Cette dissymétrie lui coûtait beaucoup ; par exemple, pour obtenir une paire de chaussures, il devait en acheter deux.
Mais le plus insoluble de ses problèmes consistait en ceci : son pied droit avançait plus vite que le gauche, entraînant avec lui la jambe, la hanche, la moitié du buste, l'épaule, la moitié du visage.
Ainsi, sa partie droite formait avec la gauche un angle droit, ce qui 1ui conférait l'aspect, physique et moral, d'un homme perpendiculaire à lui-même.
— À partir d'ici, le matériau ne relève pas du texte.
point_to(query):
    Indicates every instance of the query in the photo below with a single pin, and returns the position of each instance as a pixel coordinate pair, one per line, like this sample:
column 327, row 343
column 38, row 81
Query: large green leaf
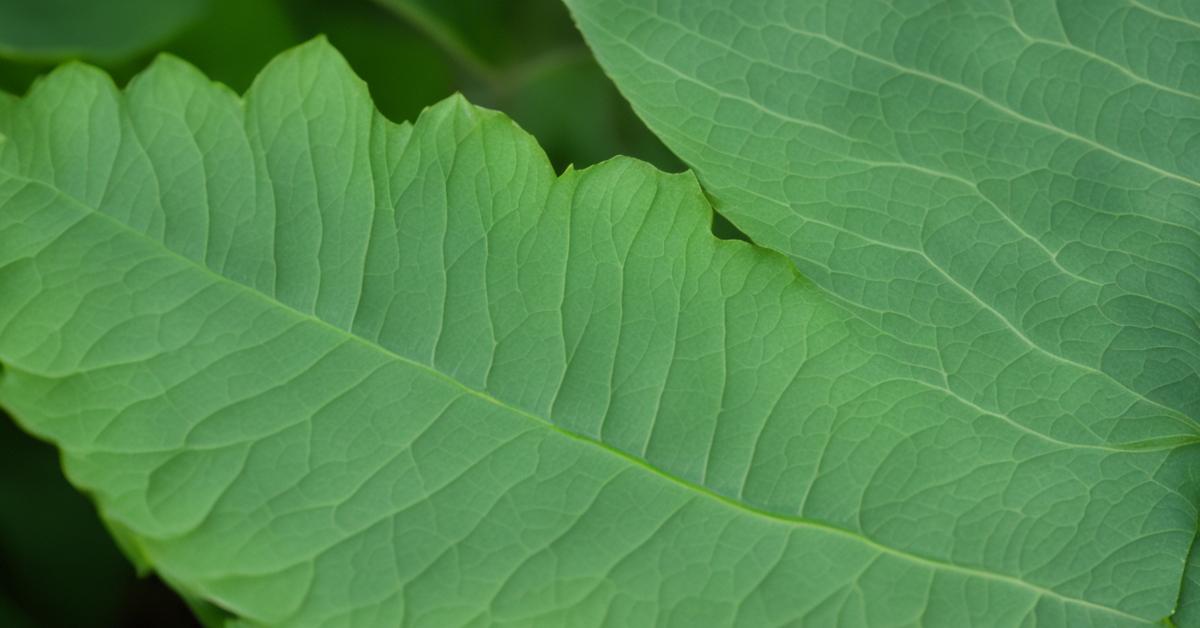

Son côté droit, plus fort et plus doué, remorquait, sans lui permettre de discuter de la direction à choisir, le gauche qui s'essoufflait, renâclait et se décourageait.
Un observateur zélé eût pu déceler, après des années de tiraillements, les symptômes du divorce; un conjoint accusait l'autre de se précipiter sans cesse, tandis que celui-ci reprochait à celui-là de croupir dans sa lenteur.
Un jour d'extrême lassitude, pour la première fois d'accord, ils convinrent d'aller chacun de leur côté.
Néanmoins, ses amis, qui selon leurs préférences, avaient choisi de fréquenter l'une ou l'autre de ses moitiés, s'accordaient sur un point : séparées, elles avaient perdu le goût de vivre.